Implementing Generic Containers in C
Introduction
In this post, I’ll present some tricks that make it possible to implement a container in C that can store any data type. No matter if it’s an integer, floating point, or even a custom struct.
In C, there is no standard way to write code that works with different data types. To illustrate the problem, let’s recall how to get the absolute value of an integer using the standard library:
// Include the header where abs functions are declared:
#include <stdlib.h>
int a = -5;
int abs_a = abs(a);
long b = 14;
long abs_b = labs(b);
long long c = -42;
long long abs_c = llabs(c);
When we look at the implementation of each of the three functions, we can see that their bodies are identical. The only difference is in the function signature:
int
abs (int i)
{
return i < 0 ? -i : i;
}
long int
labs (long int i)
{
return i < 0 ? -i : i;
}
long long int
llabs (long long int i)
{
return i < 0 ? -i : i;
}
The abs
function is super simple, so it’s not difficult to reimplement for every integer type.
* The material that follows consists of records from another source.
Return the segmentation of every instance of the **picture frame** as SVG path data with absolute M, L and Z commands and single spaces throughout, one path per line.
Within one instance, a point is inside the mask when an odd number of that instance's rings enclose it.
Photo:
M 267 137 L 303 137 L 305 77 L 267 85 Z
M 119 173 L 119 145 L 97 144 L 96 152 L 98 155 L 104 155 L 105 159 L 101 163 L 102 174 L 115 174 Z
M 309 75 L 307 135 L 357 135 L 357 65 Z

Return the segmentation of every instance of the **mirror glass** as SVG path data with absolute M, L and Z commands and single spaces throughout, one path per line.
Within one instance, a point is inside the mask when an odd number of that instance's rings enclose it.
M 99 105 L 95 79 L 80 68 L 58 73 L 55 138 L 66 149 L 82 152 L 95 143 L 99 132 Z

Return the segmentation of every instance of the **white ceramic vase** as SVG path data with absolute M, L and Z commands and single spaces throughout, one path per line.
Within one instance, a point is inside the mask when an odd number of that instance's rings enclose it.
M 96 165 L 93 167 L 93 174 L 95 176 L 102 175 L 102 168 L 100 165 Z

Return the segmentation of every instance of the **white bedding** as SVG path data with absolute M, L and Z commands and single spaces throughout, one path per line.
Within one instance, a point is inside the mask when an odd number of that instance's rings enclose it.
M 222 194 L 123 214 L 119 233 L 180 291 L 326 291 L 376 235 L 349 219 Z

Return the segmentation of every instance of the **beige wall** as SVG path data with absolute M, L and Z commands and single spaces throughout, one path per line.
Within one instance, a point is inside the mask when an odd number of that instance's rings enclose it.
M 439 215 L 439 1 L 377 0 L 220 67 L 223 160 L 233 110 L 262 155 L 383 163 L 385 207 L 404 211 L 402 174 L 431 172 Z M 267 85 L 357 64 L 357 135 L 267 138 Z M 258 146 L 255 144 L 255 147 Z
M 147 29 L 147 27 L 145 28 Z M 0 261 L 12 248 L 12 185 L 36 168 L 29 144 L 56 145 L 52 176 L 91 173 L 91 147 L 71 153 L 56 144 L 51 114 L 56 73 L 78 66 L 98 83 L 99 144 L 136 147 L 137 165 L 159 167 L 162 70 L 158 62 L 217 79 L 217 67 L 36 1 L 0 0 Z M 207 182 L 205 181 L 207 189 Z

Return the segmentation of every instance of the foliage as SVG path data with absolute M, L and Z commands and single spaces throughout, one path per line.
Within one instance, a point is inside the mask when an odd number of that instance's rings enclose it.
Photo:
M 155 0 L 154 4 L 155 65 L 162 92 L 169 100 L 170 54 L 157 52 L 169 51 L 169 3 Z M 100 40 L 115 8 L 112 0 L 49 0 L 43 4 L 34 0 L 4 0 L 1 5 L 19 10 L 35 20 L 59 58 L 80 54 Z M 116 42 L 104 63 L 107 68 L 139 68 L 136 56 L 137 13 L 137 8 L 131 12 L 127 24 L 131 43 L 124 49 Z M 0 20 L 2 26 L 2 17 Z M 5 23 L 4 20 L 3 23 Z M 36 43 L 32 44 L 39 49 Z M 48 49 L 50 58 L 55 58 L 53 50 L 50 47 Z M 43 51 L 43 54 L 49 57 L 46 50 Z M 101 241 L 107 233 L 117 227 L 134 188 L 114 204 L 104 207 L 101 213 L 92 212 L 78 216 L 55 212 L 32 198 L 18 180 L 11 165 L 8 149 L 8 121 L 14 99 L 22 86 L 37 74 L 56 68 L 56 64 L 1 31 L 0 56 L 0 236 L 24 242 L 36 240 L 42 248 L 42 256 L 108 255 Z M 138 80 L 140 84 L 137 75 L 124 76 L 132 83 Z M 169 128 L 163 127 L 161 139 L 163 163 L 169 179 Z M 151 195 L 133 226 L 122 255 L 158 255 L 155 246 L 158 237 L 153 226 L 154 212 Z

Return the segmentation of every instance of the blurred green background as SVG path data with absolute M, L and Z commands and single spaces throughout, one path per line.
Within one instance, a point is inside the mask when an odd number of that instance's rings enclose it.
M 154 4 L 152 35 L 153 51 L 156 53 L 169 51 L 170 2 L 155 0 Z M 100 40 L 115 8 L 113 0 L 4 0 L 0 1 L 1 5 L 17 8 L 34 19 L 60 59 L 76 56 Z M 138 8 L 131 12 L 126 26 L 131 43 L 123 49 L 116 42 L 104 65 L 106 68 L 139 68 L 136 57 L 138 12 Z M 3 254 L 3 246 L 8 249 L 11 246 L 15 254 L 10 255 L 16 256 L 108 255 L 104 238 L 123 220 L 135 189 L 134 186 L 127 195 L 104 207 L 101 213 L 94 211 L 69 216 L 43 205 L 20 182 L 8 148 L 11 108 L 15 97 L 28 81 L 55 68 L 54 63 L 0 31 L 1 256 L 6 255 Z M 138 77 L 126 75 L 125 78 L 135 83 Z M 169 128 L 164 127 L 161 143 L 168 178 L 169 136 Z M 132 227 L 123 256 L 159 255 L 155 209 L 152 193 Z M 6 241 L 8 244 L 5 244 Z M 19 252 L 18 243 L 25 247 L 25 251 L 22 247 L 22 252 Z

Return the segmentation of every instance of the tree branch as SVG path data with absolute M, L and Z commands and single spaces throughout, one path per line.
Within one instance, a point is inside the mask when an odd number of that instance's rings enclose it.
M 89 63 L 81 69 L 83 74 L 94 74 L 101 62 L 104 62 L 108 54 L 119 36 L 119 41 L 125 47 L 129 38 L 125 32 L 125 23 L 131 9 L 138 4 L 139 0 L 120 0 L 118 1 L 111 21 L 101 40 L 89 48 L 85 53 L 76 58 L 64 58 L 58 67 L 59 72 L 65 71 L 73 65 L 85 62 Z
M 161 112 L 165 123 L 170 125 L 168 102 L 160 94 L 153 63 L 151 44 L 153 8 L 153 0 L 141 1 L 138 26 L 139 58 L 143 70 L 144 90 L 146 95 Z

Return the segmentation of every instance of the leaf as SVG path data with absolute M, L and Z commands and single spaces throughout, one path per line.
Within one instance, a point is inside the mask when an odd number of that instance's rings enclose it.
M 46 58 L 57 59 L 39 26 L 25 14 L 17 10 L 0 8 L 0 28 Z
It becomes tedious, however, when we implement larger pieces of logic and need to support many types.
We could simply copy-paste the implementation for every type and call it a day.
This is the simplest solution and doesn’t require doing anything sophisticated.
However, when we want to add a new feature or fix a bug, we have to apply
the same change in every version of the code - and that is definitely not fun
and can be error-prone.
In the next part of this post, I’ll present a solution demonstrated on a simple data collection (LIFO stack), and show ways we can reuse the core data structure logic for many types.
Example Container: Stack
Stack Interface
Our goal is to implement a stack data structure. The features we expect:
- create/destroy the stack: functions for initializing, allocating, and deallocating memory
- push to the stack and pop from the stack
- peek - check the value on the top of the stack without popping it
- check if the stack is empty
For simplicity, we will define the stack capacity at creation time to avoid reallocating memory, since memory management is not our focus here.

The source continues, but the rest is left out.